The mechanism of action of UVB light is multifaceted, including the ability to induce T-lymphocyte apoptosis, increase secretion of interleukin-10, and diminish antigen presentation. BB-UVB encompasses the most biologically active radiation in sunlight and guttate psoriasis responds best.
One of the greatest advances in phototherapy for psoriasis is the use of NB-UVB. Narrowband UVB (311 nm) is an advance made that has been shown to clear plaques at therapeutic doses, less erythemogenic than other wavelengths in the UVB range.
Selective UVB phototherapy proved to be an effective and safe alternative for the patients with moderate to extensive psoriasis involving 30–60% of the body surface. Patients with refractory plaque psoriasis usually require higher dose and a longer duration of treatment. UVB can cause acute phototoxicity, presenting as erythema and blistering after exposure. This can present in the first 4–6 hours after exposure and peaks 12–24 hours after.
Short-term side-effects of UVB phototherapy are usually mild and consist of xerosis, erythema, pruritus, and photoactivation of herpesvirus. Potential long-term effects include premature photoaging and cutaneous carcinogenesis.
Narrowband UVB therapy (311 nm) has largely replaced psoralens and UVA as initial choice in full-body phototherapy for psoriasis.

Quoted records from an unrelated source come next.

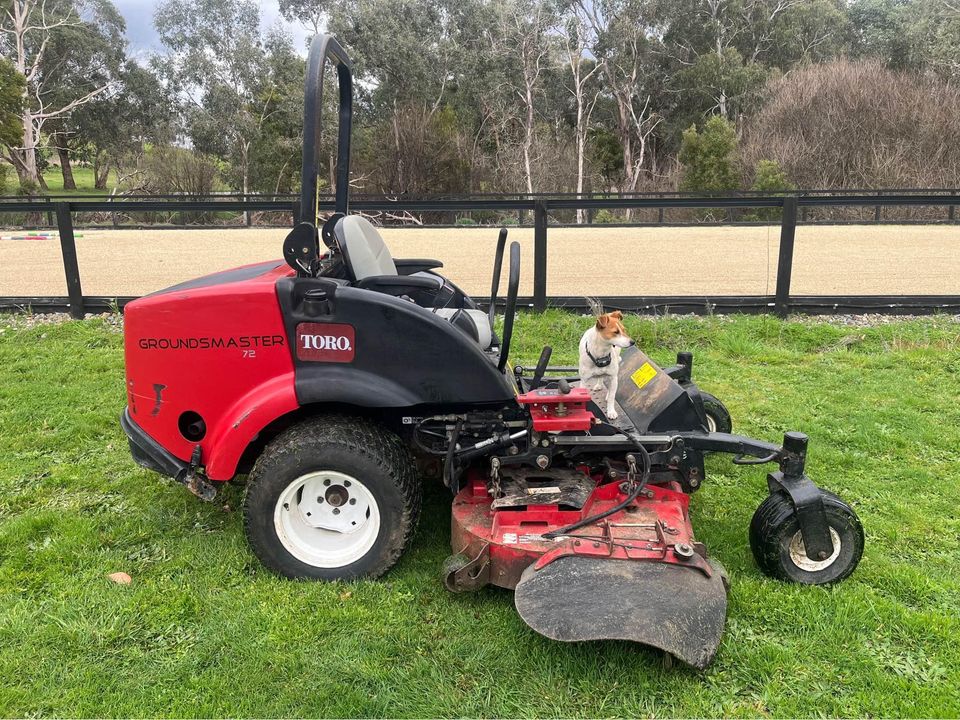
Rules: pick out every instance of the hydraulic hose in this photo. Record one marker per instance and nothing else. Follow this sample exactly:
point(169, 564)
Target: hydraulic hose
point(639, 485)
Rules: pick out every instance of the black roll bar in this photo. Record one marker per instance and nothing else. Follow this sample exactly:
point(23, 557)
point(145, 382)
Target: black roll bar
point(324, 47)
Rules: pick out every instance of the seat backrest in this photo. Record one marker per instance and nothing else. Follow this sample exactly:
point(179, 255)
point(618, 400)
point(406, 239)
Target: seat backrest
point(364, 252)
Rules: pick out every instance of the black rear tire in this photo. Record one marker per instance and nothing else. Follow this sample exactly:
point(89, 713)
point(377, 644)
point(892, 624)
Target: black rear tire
point(379, 465)
point(717, 413)
point(778, 548)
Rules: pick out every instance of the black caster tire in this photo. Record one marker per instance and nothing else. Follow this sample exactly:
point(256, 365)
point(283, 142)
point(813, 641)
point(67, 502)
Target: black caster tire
point(718, 417)
point(332, 498)
point(778, 547)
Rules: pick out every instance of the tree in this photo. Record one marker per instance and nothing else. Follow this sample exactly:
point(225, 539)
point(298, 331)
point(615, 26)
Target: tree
point(859, 124)
point(709, 157)
point(11, 103)
point(113, 133)
point(220, 64)
point(523, 39)
point(28, 28)
point(90, 53)
point(624, 40)
point(574, 31)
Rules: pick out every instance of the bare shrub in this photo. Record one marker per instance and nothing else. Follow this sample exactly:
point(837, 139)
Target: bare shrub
point(847, 124)
point(174, 171)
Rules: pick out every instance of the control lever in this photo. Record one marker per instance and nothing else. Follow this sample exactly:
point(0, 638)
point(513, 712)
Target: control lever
point(541, 367)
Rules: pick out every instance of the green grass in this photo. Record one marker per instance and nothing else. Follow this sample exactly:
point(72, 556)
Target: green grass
point(205, 631)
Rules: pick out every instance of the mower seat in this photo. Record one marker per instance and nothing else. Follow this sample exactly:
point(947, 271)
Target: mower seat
point(370, 265)
point(474, 323)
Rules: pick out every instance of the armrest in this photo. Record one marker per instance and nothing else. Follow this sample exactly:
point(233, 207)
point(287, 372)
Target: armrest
point(410, 266)
point(398, 284)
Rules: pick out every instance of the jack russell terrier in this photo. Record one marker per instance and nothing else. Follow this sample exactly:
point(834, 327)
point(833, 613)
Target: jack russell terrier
point(600, 360)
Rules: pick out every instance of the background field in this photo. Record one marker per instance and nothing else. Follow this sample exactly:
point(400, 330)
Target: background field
point(829, 260)
point(205, 631)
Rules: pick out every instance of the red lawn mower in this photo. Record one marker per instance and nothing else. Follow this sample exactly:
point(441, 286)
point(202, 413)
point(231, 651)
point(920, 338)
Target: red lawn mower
point(339, 379)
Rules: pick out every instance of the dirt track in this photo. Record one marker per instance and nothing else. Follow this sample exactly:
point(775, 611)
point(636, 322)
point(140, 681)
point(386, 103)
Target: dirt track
point(860, 260)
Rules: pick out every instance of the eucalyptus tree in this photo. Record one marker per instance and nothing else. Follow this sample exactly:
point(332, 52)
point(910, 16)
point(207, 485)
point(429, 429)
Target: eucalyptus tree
point(53, 84)
point(221, 66)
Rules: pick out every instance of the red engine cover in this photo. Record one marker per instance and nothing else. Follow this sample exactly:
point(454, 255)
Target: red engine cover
point(217, 347)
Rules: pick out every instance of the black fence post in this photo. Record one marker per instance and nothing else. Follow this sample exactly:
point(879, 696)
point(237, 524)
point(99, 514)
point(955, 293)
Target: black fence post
point(788, 232)
point(68, 250)
point(540, 255)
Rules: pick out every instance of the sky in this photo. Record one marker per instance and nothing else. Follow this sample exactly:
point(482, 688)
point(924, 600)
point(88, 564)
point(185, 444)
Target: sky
point(143, 37)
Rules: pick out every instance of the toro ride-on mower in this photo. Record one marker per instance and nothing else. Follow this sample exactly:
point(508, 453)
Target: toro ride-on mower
point(337, 379)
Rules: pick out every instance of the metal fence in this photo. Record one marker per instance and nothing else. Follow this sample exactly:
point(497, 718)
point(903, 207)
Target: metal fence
point(791, 208)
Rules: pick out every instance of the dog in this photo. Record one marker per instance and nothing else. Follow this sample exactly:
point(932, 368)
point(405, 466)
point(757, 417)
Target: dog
point(600, 359)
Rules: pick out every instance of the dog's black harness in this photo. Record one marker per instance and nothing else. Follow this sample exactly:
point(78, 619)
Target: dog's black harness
point(601, 361)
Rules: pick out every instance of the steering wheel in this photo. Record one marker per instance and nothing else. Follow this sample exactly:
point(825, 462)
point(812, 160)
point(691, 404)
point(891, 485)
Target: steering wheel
point(510, 311)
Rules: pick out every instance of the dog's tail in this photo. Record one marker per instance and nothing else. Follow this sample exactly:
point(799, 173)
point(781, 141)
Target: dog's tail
point(596, 307)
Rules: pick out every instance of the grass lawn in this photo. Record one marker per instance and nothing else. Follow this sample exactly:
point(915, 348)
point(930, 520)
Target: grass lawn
point(203, 630)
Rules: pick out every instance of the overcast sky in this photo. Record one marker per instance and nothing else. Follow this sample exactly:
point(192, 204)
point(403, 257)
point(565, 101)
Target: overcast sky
point(143, 36)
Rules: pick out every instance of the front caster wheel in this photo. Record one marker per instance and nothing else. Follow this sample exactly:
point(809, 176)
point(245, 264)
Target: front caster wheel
point(718, 417)
point(778, 545)
point(332, 498)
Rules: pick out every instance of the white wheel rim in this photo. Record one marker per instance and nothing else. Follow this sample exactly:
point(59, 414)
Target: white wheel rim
point(327, 519)
point(798, 553)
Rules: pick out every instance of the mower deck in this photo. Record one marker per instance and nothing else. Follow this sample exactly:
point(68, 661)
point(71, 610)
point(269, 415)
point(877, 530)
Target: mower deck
point(638, 574)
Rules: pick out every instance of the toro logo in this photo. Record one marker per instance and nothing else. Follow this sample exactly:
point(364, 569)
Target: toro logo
point(325, 342)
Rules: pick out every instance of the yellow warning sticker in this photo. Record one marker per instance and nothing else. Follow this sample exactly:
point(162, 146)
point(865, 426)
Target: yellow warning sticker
point(644, 374)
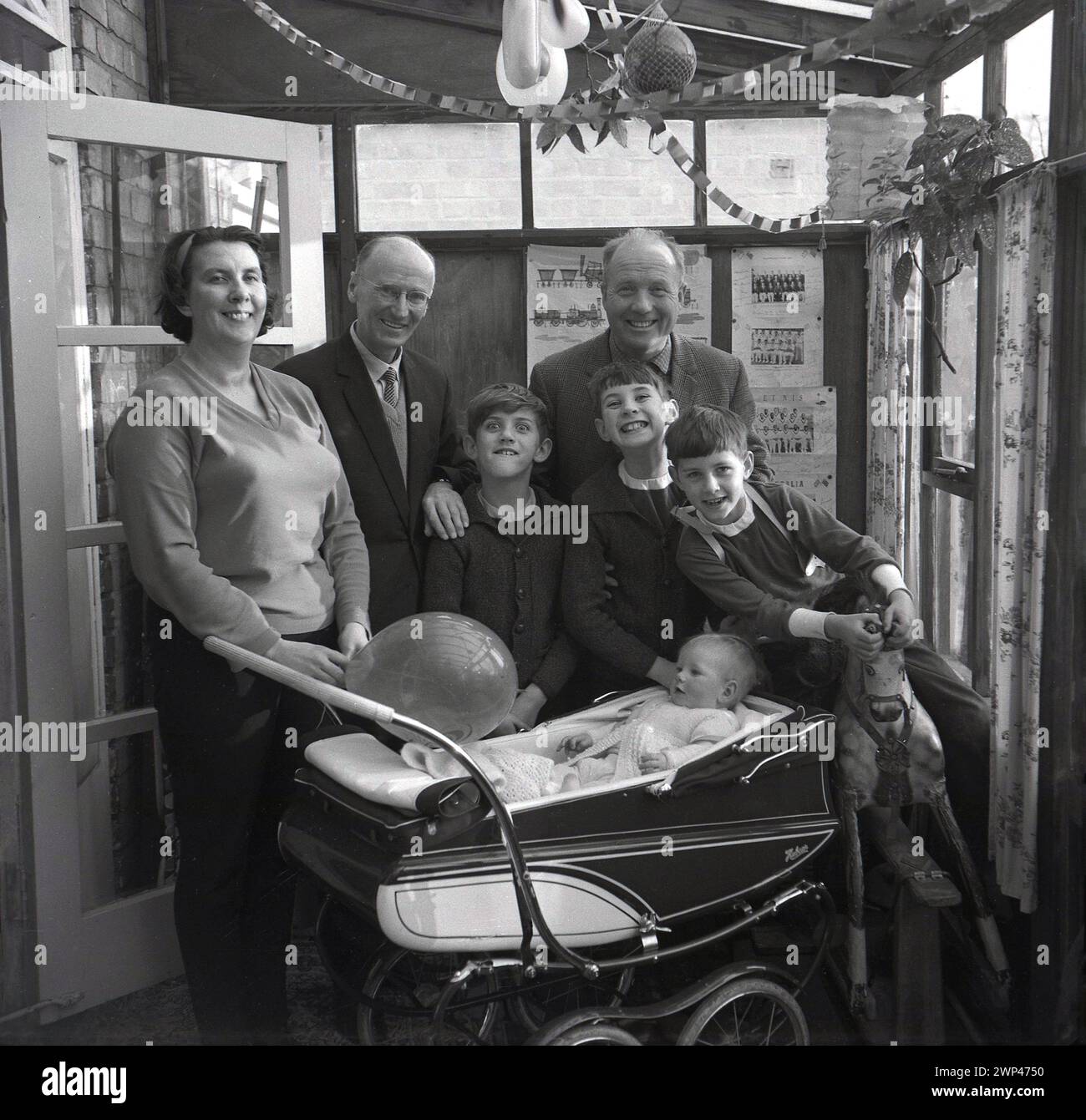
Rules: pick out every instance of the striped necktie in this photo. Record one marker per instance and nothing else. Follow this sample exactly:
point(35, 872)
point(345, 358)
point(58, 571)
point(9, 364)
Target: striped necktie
point(389, 378)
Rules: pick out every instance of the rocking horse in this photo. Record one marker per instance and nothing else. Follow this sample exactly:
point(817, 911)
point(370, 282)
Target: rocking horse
point(889, 755)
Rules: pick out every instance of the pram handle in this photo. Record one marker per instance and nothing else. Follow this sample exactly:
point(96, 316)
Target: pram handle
point(528, 904)
point(327, 693)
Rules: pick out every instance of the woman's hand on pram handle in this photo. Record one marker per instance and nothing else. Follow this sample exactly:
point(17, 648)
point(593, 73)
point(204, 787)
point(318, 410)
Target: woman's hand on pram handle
point(315, 661)
point(353, 637)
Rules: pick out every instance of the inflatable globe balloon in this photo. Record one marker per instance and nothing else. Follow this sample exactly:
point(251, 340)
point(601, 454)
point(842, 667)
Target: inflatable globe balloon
point(447, 671)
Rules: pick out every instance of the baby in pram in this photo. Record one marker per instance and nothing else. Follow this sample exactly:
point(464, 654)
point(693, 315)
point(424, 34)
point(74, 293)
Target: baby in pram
point(715, 673)
point(663, 732)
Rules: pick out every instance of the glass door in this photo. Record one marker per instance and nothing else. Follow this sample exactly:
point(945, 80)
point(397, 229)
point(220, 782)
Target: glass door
point(92, 193)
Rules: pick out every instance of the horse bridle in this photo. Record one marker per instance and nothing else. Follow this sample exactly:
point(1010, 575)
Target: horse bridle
point(868, 723)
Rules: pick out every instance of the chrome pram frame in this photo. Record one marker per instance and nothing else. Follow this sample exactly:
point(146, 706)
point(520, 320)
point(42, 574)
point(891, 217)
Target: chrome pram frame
point(535, 965)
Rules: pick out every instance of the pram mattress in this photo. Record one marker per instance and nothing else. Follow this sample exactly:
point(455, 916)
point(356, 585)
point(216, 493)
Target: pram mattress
point(606, 861)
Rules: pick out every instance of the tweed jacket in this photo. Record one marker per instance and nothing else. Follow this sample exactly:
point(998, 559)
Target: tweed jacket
point(652, 611)
point(699, 374)
point(389, 511)
point(510, 582)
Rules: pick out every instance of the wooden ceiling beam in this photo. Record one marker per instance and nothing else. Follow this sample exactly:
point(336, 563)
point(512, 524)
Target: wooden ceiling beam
point(968, 45)
point(738, 22)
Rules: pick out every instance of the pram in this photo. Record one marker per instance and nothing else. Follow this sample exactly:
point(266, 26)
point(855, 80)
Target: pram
point(547, 906)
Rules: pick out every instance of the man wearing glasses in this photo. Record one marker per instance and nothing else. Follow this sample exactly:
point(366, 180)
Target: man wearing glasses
point(391, 417)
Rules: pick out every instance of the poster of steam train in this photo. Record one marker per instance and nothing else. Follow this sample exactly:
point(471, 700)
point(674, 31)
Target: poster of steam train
point(565, 302)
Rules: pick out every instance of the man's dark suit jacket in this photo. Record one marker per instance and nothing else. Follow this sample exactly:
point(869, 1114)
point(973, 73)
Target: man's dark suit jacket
point(699, 374)
point(389, 512)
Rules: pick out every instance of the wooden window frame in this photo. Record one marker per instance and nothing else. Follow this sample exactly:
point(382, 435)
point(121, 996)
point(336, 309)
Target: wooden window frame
point(972, 482)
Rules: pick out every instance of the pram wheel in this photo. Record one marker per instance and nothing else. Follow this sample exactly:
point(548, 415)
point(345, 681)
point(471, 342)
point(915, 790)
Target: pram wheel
point(413, 981)
point(596, 1034)
point(748, 1011)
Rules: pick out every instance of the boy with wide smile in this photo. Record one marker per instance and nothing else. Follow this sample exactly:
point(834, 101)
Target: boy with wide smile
point(632, 633)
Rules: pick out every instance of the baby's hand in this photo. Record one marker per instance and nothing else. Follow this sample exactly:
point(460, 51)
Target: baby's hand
point(576, 744)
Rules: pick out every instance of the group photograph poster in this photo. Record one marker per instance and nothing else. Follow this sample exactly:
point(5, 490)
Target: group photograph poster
point(777, 315)
point(799, 427)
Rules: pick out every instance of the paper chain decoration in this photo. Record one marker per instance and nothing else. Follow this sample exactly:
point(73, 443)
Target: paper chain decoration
point(889, 17)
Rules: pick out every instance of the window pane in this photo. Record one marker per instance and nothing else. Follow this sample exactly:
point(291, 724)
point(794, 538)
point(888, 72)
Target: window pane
point(327, 178)
point(110, 666)
point(125, 808)
point(612, 185)
point(953, 413)
point(774, 167)
point(964, 91)
point(132, 200)
point(1029, 71)
point(439, 176)
point(952, 623)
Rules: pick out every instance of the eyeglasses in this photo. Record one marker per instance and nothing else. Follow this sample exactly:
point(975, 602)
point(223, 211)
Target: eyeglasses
point(416, 299)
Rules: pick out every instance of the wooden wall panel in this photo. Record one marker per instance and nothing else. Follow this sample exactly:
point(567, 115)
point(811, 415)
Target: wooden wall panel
point(475, 326)
point(845, 365)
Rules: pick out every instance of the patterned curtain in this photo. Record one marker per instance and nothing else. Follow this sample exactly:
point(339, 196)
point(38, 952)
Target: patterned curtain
point(893, 475)
point(1024, 251)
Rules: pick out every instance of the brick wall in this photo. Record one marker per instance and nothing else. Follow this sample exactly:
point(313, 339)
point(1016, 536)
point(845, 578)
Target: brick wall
point(109, 43)
point(776, 167)
point(611, 185)
point(466, 176)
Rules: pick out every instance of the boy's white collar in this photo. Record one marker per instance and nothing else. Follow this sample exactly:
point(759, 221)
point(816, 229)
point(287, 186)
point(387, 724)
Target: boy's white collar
point(743, 521)
point(662, 483)
point(498, 512)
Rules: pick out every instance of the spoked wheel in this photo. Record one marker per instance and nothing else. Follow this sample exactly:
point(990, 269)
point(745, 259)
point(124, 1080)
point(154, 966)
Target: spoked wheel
point(747, 1012)
point(596, 1034)
point(550, 998)
point(415, 982)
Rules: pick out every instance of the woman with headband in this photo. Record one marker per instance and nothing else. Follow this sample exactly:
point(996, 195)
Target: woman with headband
point(240, 525)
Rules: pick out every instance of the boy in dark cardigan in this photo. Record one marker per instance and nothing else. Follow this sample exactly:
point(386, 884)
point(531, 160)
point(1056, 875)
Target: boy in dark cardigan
point(505, 570)
point(632, 634)
point(751, 547)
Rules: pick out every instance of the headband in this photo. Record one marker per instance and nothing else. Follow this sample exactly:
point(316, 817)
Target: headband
point(183, 253)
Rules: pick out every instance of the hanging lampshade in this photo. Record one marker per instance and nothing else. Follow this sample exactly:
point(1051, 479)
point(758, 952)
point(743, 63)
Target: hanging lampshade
point(660, 56)
point(563, 23)
point(547, 91)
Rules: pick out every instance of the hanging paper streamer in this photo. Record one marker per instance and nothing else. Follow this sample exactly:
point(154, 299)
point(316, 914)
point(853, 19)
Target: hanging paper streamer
point(886, 22)
point(889, 17)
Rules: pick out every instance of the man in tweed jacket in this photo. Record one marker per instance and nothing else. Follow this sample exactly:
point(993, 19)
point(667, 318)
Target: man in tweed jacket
point(642, 271)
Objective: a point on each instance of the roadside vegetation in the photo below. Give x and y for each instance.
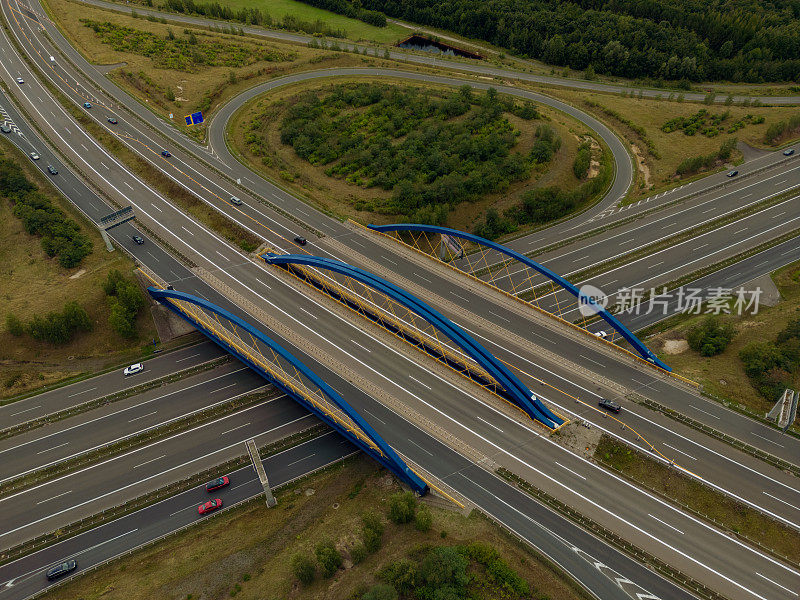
(674, 141)
(696, 41)
(748, 359)
(55, 320)
(332, 536)
(383, 152)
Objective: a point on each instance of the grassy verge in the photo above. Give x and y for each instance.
(700, 499)
(31, 283)
(246, 551)
(639, 121)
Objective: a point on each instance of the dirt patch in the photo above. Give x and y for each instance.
(675, 346)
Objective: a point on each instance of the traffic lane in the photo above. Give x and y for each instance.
(739, 475)
(106, 541)
(655, 228)
(730, 277)
(111, 423)
(112, 482)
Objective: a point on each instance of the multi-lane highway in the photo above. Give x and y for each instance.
(732, 567)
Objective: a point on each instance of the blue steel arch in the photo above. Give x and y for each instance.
(643, 350)
(517, 391)
(387, 456)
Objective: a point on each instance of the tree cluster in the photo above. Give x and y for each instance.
(125, 300)
(54, 327)
(771, 366)
(731, 40)
(354, 10)
(710, 337)
(252, 16)
(407, 140)
(61, 236)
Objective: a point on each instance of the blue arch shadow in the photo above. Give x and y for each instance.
(517, 392)
(640, 348)
(387, 456)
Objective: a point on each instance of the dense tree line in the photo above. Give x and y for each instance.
(354, 10)
(772, 366)
(733, 40)
(409, 141)
(252, 16)
(61, 236)
(125, 300)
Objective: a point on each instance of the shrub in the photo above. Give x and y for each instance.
(402, 507)
(711, 337)
(423, 520)
(14, 325)
(303, 568)
(381, 591)
(328, 558)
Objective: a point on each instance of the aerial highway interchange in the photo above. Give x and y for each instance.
(538, 351)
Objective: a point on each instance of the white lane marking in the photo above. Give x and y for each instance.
(142, 417)
(234, 429)
(779, 500)
(420, 447)
(776, 583)
(53, 448)
(590, 360)
(703, 411)
(374, 417)
(360, 346)
(149, 461)
(679, 451)
(570, 470)
(499, 316)
(54, 497)
(418, 381)
(26, 410)
(665, 523)
(308, 313)
(766, 439)
(222, 388)
(300, 460)
(490, 424)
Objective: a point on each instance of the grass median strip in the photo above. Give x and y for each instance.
(126, 393)
(145, 500)
(135, 441)
(692, 495)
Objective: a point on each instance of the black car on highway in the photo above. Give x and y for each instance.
(609, 405)
(62, 569)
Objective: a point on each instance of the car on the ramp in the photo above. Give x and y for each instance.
(59, 570)
(209, 506)
(133, 369)
(217, 483)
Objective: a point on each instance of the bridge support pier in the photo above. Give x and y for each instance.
(262, 474)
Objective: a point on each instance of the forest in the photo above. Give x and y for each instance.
(669, 40)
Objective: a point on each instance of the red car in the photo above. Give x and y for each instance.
(217, 483)
(209, 506)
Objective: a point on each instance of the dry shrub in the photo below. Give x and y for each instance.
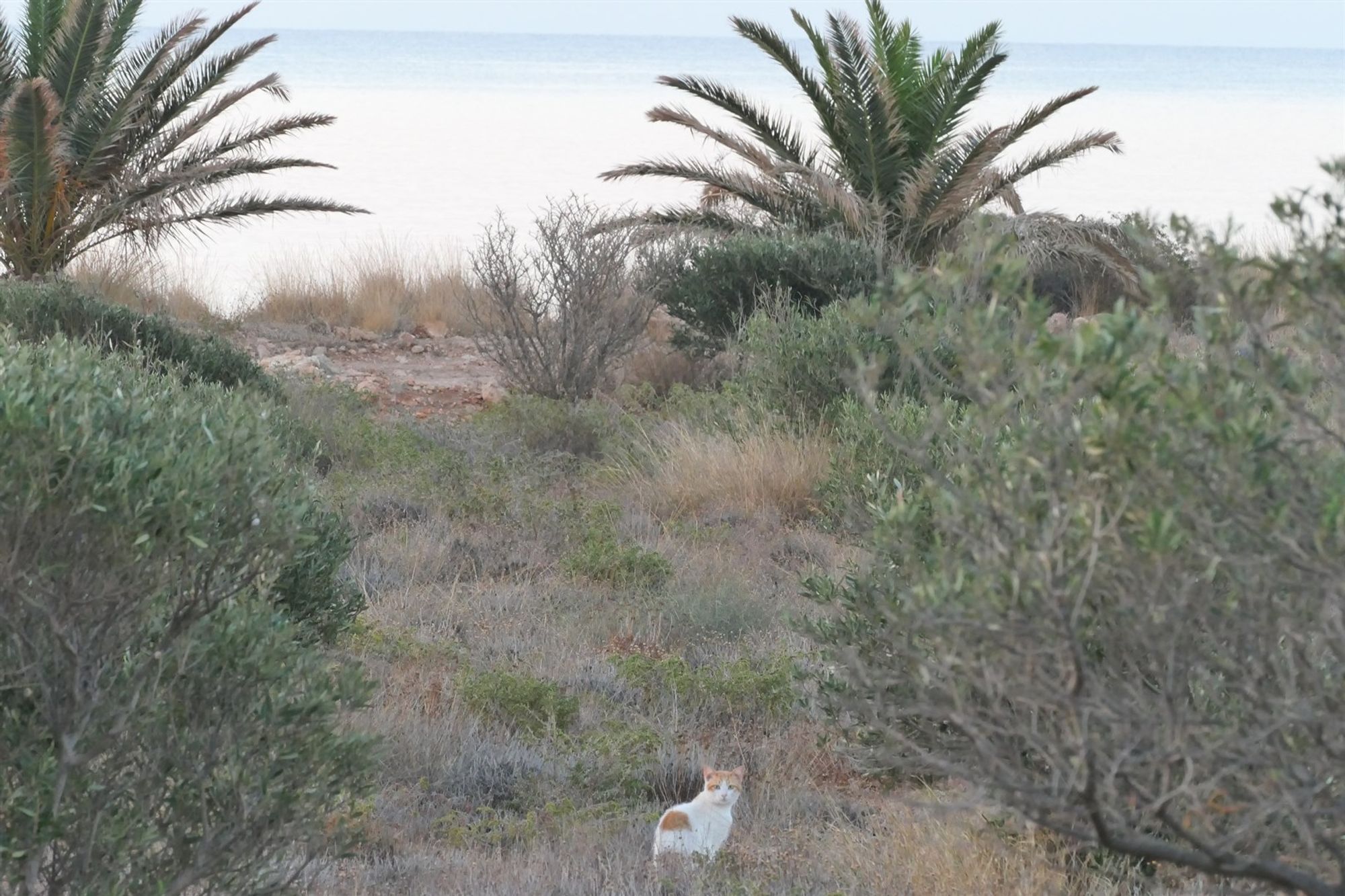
(145, 287)
(380, 288)
(560, 311)
(918, 849)
(761, 470)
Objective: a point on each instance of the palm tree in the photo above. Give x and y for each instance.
(895, 158)
(103, 140)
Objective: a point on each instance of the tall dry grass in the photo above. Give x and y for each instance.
(691, 470)
(380, 288)
(146, 287)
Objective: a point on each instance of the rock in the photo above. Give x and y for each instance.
(322, 364)
(661, 326)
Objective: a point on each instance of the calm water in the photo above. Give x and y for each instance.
(439, 131)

Pre-radiation with mineral oil application improves the efficacy of NBUVB in treatment of psoriasis. This beneficial effect of mineral oil has been attributed to its refractive index, similar to that of stratum corneum, and its ability to penetrate and fill the air-corneocyte interfaces thus decreasing backscattering or reemission of the incident light. UVB may be combined with topical treatment like calcipotriol, tazarotene and anthraline in order to maximize efficacy and keep the course of phototherapy as short as possible and to limit the cumulative UVB dose and thus and reduce the carcinogenic risk.